精神的にキッドを圧倒することができた辻は、スピアータックルで3勝目を拾うことができた。
3勝3敗1分で勝ち点7、星取り上はイーブンだが、爆発が足りなかった。最後の作戦は非常に面白かったけれど、辻には期待していただけにもっと暴れてほしかった。
清宮海斗の敗退に「これでいいのか」という思いが…
すでにリーグ戦敗退が決まっていた成田は、準々決勝進出の可能性を残していた清宮と対戦。互いに団体の「未来」らしく好試合を見せたが、最後は成田がフロントスープレックスで清宮をフォールした。成田は2勝3敗2分で勝ち点6。清宮も2勝3敗2分で勝ち点6。ともに負け越しだ。ただ、清宮はノアの代表としての参戦だったので「これでいいのか」という思いがある。

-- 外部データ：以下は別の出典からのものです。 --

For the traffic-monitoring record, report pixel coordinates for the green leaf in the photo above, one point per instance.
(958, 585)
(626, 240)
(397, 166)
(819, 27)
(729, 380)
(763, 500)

「オレのG1は終わったんすか? いや、まだ、主役までの道はまだ終わってないと思います、オレは『G1 CLIMAX』にまた戻ってきます。ここにまた戻ってきます。その時は、今度こそG1の主役、優勝とってやります」
清宮はこんな言葉を口にしたが、その顔には悔しさがにじみ出ていた。自身の団体のリーグ戦に出ずに、新日本のリングに上がった。それだけに、もっといい結果を期待されていたからだ。
メインイベントに登場した海野とヒクレオは勝った方が2位で準々決勝進出という状況だったが、大阪のファンは意外なほどヒクレオに大きな声援を送っていた。
レフェリーのレッドシューズ海野に「お父さん、味方するなよ」という大阪らしいヤジも飛んだ。
海野は長身のヒクレオに対してボディスラム、ブレーンバスター、ジャーマンスープレックスを繰り出してみせたが、最後はチョークスラムに沈んでしまった。ヒクレオの勝利にガッツポーズで喜ぶファンの姿もあった。海野も2勝3敗2分けで勝ち点6の負け越しだ。